This is my review of The Frozen Dead (Commandant Servaz) by Bernard Minier.
An extraordinary and gruesome sight awaits the unsuspecting team of Swiss hydro-electric power workers as they exit from their cable car onto an exposed mountainside platform. As further murders occur, suspicion falls on the nearby Wargnier Psychiatric Institute which incarcerates some of the most notorious criminally insane prisoners in Europe, not least the cunning psychopath Julian Hirtmann. Yet, when Commandant Servaz visits the grim Institute with his colleagues the security seems too tight for anyone to escape, let alone return between crimes. Meanwhile, the emotionally vulnerable young psychologist Diane Berg, who seems quite unsuited to her temporary post at the Institute, begins to collect disturbing evidence which places her in danger but which she has a tantalising reluctance to share with the police.
In this debut thriller which made his name in France, Bernard Minier is good at conveying a sense of the oppressive, sinister beauty of remote Swiss valleys under the pressure of unrelenting snow blizzards with at least one unknown killer on the loose. In a page-turning plot, well-controlled despite its many twists, he is good at creating a sense of suspense and tension, although too often a dramatic scene comes to nothing. One could argue this is realistic, except that many aspects of the intrigue are very far-fetched.
Some of the characters are quite well-developed, but they are in the main clichéd, with Servaz a likeable but somewhat formulaic sleuth. He has the usual dysfunctional family life, a wife driven away by his over-dedication to work, apparent appeal to beautiful women without having to make any effort, and an incongruous erudite streak in his penchant for voicing Latin quotations with the Classics as light reading.
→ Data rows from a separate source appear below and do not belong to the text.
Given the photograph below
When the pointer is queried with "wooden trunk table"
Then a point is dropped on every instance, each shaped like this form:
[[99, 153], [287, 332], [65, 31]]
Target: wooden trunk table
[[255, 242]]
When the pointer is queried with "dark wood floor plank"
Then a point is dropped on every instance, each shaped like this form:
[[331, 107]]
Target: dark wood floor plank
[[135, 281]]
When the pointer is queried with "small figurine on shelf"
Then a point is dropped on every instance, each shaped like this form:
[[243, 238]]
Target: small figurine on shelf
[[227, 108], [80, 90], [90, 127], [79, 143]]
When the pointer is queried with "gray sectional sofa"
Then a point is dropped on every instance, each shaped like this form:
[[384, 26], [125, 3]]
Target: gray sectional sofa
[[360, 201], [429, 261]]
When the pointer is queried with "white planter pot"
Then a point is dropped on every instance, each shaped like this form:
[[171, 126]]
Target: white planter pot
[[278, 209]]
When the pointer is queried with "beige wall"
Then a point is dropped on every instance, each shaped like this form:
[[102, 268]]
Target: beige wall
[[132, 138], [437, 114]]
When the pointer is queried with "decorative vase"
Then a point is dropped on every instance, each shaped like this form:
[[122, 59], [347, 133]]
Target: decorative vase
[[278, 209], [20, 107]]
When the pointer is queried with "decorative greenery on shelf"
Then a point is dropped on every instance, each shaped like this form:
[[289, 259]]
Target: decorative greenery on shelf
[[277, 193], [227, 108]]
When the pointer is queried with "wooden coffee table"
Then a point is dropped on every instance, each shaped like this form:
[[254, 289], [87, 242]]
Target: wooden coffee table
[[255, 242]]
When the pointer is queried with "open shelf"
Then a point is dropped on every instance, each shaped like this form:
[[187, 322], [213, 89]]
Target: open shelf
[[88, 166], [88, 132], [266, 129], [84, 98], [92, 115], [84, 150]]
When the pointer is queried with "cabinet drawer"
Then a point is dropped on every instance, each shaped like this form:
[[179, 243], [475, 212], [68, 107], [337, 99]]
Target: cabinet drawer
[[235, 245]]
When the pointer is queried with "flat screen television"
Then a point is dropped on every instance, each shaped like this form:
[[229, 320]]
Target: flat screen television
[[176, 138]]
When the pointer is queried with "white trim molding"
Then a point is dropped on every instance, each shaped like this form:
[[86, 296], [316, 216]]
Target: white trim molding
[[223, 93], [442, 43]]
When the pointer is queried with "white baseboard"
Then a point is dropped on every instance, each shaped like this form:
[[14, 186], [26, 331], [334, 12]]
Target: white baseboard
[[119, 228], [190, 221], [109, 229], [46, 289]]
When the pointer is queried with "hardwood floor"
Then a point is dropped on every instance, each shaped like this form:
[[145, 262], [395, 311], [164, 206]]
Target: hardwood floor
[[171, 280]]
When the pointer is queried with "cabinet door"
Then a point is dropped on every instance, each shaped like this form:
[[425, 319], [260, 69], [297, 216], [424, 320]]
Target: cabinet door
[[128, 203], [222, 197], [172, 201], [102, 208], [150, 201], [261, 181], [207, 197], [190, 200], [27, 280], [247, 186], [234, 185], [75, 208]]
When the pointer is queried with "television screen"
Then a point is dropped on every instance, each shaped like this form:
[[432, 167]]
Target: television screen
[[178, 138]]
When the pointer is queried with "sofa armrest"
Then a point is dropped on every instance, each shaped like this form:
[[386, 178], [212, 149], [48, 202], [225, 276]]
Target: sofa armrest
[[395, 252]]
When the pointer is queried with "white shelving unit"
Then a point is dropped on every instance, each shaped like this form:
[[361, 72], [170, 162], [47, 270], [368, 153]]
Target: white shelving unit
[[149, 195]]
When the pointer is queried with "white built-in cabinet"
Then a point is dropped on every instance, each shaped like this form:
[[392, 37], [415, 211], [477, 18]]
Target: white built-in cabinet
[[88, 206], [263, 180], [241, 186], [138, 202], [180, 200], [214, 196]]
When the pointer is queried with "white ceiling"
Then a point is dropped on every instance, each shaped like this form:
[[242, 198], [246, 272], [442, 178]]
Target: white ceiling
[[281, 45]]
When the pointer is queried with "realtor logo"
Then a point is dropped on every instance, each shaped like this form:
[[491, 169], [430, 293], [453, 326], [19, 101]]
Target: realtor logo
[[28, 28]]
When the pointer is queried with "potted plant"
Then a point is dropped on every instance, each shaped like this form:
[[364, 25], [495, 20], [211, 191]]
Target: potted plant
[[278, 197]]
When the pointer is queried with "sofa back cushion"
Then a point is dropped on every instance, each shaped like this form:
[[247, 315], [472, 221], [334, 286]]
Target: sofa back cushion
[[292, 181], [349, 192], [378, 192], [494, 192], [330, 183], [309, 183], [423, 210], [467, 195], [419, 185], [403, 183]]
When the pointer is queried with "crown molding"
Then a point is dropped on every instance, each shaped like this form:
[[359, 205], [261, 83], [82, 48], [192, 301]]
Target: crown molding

His apparent past success in solving crimes is belied by an apparent lack of the necessary attributes to make an effective cop: he is frightened of heights and fast speeds, hopeless at target practice, and makes elementary errors under pressure like forgetting his firearm when vital, at least for self-protection. For one in some ways so lacking in physical courage, it is odd that he is so often prepared to embark on dangerous situations without back-up.
Perhaps because of his own past career as a customs official, Minier displays a love of detail which can prove quite tedious, even boring, making the novel perhaps a couple of hundred pages too long. I enjoyed reading this in French as a good source of vocabulary-building, but would have found it hard to sustain my interest in the English version. I agree with reviewers who found it in need of pruning.
Although Minier has left at least two strands to follow up in a sequel, these are unlikely to draw me to read more by an author who seems to favour the clichéd macabre, and quantity over quality. I have removed a star for the English version, since, stripped of the original French, the book's shortcomings are likely to be more apparent.